I have been developing mobile apps maybe more than 8+ years first; Ionic, Cordova, Adobe Air then moved to native development with Objective-C, Swift, Android with XML, now SwiftUI and Kotlin Jetpack compose. I always loved developing apps for mobile. So lately I have been developing mobile apps by using React Native with "Bare flow" then using Expo. I think Expo leverage React Native development. It made it easy to develop and deploy by using EAS.
Developing mobile apps or software engineering in general are way faster thanks to LLM coding agents. Before the biggest reason why any organisation were choosing React Native were by having the "write once deploy everywhere" mentality meaning that your React Native code can work both iOS and Android. I think for a long time that was the case and it may still is. But I would like to challenge this idea.
When Apple introduced SwiftUI in 2019 and Jetpack Compose for Android in 2021 it was quite buggy and slow. Since then both frameworks improved a lot. You can write UIs way faster then previous equivalent UIKit and Android XML.
So with that ability in hand, I believe we may not need to develop apps with React Native as much as before unless you have huge React human resource at hand. Both Swift and Kotlin looks very similar in terms of syntax. Below you can see how to define simple view model both Swift and Kotlin;
import androidx.lifecycle.ViewModel
import kotlinx.coroutines.flow.MutableStateFlow
import kotlinx.coroutines.flow.asStateFlow
class CounterViewModel : ViewModel() {
private val _count = MutableStateFlow(0)
val count = _count.asStateFlow()
fun increment() {
_count.value++
}
}
import Foundation
import Observation
@Observable
class CounterViewModel {
var count = 0
func increment() {
count += 1
}
}
Even though there are some differences, it is not completely different. What I'm trying to point out here is that, the effort you put in those "write once, deploy everywhere" is kinda broken promise. You always have to deal with some platform specific configurations. In my last React Native project we had to integrate Adyen as a payment solution and in that we have to enable Apple Pay from entitlements and do some configuration for drop-in implementation. That means I have to do that UI changes in generated ios folder and since Expo's CNG It regenerates the code every time you call npx expo prebuild and you have to do it in order to make newly added package work. You can maybe make it work by creating Expo's Native Module But still that is an extra work. Not the mention is that most of the third party frameworks are supports native by default.
Security
I would also like to briefly mention security. As you might know that lately NPM had a big Supply Chain Attack you can also read in Gitlab official blog. By choosing "efficiency" or "fast" whatever you call it, you compromise security and maybe reputation and at the end of the day extra "development work" meaning time. There might be a solution and practicalities you can do. Meaning that you have to put extra time on that as well.
Suggestion
Don't get me wrong. I love React and it's ecosystem and I develop apps with React and React Native but I also love solving problems, bring value the project or client that I'm working on.
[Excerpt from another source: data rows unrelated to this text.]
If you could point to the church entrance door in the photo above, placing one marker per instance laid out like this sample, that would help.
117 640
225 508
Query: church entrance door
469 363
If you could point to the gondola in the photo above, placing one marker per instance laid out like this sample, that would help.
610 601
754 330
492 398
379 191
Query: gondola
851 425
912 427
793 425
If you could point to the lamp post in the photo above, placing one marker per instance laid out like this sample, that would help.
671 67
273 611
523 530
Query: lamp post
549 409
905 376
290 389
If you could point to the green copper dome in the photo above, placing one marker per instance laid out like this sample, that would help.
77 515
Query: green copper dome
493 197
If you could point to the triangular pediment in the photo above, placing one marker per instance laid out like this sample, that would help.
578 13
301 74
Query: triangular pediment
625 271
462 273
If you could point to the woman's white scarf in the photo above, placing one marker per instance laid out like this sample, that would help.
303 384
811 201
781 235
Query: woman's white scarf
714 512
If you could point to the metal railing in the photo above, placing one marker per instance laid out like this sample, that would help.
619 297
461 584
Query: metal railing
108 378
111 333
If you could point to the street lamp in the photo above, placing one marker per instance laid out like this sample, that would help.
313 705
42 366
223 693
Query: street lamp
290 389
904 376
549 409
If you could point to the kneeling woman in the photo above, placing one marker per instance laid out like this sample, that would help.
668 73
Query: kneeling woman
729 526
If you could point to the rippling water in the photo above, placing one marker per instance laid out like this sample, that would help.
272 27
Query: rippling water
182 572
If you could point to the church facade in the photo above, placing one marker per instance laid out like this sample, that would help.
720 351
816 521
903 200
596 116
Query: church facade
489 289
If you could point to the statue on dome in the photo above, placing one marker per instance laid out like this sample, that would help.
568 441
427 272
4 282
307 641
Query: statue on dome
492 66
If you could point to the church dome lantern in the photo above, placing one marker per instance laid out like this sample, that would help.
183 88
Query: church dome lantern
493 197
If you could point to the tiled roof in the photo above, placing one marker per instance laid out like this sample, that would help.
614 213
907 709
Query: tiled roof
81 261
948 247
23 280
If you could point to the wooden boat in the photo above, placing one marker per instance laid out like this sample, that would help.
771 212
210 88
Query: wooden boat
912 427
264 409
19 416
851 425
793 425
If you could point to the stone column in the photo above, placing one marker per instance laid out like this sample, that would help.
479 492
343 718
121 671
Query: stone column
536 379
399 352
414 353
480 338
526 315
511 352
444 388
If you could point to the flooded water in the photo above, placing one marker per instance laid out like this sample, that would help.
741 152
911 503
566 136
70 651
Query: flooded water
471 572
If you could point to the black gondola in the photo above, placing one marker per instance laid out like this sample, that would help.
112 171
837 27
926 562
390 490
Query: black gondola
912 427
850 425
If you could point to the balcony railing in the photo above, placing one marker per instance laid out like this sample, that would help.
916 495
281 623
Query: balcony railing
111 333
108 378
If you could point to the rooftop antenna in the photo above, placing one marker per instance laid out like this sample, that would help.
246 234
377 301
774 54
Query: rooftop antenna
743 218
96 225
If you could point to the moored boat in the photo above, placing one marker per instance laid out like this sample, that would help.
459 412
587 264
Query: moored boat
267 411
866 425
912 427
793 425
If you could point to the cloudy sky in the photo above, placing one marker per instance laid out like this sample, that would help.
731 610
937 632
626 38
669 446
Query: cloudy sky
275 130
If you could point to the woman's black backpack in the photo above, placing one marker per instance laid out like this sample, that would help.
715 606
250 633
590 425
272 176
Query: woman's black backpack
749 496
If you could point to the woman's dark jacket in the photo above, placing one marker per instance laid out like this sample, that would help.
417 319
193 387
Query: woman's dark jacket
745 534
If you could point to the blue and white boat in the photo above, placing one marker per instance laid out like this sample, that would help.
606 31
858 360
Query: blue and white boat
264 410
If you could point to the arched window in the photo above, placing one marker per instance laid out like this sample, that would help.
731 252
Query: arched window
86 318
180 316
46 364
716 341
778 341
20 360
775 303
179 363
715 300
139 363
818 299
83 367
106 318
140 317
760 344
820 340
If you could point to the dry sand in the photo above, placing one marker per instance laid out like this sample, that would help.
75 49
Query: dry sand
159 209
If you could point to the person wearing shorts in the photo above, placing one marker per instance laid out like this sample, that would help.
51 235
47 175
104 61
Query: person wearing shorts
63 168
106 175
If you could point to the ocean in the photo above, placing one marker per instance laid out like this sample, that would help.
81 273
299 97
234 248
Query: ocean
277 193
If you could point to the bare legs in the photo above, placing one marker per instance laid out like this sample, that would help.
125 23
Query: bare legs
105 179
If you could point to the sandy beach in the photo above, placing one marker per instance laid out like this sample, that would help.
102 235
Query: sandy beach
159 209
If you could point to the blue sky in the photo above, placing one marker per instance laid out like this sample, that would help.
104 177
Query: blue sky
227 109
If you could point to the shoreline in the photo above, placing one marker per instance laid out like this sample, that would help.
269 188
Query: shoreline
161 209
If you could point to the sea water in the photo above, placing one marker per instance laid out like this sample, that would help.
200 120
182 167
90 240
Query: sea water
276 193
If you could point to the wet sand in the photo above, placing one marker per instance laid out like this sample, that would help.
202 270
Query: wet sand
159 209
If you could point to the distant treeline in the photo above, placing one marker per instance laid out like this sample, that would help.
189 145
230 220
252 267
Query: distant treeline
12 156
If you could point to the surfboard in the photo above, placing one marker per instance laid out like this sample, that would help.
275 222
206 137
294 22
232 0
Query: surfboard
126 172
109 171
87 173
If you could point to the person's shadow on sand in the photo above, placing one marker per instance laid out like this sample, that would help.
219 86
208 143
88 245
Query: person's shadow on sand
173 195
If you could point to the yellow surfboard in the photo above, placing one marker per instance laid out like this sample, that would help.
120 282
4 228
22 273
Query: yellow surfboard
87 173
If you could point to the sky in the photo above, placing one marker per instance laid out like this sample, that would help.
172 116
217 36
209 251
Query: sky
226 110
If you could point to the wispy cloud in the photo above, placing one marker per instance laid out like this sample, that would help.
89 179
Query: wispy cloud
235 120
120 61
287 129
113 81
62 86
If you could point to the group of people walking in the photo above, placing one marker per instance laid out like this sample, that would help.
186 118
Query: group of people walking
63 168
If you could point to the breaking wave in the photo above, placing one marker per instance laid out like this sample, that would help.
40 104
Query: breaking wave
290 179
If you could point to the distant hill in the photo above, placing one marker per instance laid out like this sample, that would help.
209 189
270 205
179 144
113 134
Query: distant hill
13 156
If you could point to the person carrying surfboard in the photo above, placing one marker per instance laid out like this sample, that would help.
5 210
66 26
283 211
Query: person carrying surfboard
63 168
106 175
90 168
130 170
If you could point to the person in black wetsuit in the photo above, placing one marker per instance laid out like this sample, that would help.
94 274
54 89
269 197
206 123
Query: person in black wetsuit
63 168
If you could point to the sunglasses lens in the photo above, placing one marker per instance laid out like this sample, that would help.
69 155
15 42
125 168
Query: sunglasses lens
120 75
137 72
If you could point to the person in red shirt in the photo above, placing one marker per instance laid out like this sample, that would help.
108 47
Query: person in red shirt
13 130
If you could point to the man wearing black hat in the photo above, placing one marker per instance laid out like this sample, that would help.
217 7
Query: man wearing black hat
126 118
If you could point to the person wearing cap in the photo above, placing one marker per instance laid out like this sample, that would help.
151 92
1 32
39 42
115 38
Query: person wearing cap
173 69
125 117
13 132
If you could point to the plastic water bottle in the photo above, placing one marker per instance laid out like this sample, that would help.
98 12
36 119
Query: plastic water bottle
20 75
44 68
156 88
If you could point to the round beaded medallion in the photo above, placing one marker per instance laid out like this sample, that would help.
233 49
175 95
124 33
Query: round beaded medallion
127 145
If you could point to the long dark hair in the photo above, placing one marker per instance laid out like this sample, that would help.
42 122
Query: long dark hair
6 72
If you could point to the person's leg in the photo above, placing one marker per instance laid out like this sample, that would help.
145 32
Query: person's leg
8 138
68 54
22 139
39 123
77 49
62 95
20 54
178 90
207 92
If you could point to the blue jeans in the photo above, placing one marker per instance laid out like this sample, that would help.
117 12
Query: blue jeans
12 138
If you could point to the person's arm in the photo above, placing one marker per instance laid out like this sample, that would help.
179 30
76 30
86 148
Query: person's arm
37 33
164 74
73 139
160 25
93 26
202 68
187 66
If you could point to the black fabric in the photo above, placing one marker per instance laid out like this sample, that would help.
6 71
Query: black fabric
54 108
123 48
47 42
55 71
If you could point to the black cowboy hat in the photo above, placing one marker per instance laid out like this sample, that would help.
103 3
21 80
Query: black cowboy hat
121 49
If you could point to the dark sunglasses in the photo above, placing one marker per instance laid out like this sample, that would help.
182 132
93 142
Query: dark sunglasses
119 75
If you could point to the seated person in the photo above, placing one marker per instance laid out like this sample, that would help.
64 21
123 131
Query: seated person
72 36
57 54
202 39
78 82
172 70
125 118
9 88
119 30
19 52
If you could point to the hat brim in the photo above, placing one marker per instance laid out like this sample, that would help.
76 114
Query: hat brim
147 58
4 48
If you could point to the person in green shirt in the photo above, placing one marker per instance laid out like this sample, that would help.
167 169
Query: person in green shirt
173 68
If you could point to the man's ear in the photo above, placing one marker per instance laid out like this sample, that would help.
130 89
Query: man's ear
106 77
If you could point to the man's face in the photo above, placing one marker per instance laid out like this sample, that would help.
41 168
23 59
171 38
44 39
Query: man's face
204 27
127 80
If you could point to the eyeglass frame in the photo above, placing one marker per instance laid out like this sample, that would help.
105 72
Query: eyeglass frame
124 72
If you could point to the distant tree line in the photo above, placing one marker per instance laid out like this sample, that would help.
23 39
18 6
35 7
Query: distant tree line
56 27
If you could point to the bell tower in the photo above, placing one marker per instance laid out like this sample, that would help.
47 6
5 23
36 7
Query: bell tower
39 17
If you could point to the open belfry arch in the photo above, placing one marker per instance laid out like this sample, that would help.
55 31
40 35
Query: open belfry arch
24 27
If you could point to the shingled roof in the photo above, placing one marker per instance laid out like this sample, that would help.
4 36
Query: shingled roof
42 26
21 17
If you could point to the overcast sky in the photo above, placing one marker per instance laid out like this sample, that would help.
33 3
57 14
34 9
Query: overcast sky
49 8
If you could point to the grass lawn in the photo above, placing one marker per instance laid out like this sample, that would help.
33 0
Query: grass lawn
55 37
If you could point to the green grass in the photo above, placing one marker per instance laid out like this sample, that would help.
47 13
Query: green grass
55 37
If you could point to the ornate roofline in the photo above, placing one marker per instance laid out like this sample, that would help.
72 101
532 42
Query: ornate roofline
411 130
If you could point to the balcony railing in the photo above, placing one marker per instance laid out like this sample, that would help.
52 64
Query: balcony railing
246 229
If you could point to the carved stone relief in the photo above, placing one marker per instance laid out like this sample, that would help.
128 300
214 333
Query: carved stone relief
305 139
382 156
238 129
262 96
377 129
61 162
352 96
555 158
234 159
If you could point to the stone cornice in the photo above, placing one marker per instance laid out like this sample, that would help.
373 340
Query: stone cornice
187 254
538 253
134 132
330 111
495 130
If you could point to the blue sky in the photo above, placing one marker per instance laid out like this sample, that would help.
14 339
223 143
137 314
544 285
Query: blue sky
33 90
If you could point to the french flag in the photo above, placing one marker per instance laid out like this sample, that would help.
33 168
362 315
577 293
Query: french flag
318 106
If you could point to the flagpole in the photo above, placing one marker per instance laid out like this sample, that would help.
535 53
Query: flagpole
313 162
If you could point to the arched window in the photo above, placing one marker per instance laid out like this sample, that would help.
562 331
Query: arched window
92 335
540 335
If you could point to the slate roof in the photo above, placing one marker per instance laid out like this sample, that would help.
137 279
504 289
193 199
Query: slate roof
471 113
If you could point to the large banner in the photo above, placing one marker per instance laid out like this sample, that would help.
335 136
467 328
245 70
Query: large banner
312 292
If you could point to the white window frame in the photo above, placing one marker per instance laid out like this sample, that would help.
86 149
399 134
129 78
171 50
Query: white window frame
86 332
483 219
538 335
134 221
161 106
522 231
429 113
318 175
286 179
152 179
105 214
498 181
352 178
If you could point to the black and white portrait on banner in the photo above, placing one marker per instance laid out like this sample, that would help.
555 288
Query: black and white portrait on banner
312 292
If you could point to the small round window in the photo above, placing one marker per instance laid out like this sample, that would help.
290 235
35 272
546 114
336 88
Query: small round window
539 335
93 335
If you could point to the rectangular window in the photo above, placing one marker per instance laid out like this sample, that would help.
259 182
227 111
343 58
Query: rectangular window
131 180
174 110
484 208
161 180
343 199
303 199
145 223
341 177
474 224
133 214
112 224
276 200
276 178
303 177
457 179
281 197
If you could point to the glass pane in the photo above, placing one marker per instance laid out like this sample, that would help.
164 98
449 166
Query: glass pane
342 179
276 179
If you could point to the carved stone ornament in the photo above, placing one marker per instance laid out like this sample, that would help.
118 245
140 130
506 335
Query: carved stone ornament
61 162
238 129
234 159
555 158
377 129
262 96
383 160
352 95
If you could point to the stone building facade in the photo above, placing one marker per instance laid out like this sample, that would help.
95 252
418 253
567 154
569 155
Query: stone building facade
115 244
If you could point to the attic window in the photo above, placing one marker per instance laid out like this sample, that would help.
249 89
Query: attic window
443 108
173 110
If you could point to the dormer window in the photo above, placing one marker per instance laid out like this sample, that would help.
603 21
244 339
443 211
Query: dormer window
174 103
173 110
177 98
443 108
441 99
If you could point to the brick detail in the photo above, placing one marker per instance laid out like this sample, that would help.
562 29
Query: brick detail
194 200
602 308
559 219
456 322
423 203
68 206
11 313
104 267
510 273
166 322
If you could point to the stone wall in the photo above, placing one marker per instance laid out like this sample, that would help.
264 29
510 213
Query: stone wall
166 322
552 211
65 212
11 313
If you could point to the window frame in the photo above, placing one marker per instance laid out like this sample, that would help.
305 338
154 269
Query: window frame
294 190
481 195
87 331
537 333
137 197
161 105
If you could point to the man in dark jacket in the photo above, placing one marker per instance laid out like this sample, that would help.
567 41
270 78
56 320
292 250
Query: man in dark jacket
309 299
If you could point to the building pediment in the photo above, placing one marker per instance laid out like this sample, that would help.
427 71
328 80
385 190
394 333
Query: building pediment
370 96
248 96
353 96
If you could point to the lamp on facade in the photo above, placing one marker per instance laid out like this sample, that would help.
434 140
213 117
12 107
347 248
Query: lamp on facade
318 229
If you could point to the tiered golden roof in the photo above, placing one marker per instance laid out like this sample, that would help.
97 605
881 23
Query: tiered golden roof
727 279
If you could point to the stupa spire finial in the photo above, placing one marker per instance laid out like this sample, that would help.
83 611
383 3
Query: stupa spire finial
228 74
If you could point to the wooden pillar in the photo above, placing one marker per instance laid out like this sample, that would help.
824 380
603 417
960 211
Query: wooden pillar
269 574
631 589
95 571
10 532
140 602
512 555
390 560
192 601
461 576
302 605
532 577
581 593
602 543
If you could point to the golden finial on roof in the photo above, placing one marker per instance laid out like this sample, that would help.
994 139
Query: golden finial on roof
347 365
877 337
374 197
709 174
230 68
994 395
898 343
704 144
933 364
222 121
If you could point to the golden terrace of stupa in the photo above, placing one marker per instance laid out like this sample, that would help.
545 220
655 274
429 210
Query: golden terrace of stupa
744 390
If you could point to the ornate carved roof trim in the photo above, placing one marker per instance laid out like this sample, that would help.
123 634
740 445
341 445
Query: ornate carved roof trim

Frameworks, programming languages just as a tool for me. So my suggestion would be to use agentic coding for your benefits by using little helpers such as CLAUDE.md or subagents for specific platforms. For example you could have claude/ios.md where you define list of requirements that AI would follow when adding new things into iOS code base and same for claude/android as well. You can expand this and claude/shared-features.md where you can define certain must-haves that AI could follow when generating new code in both platforms.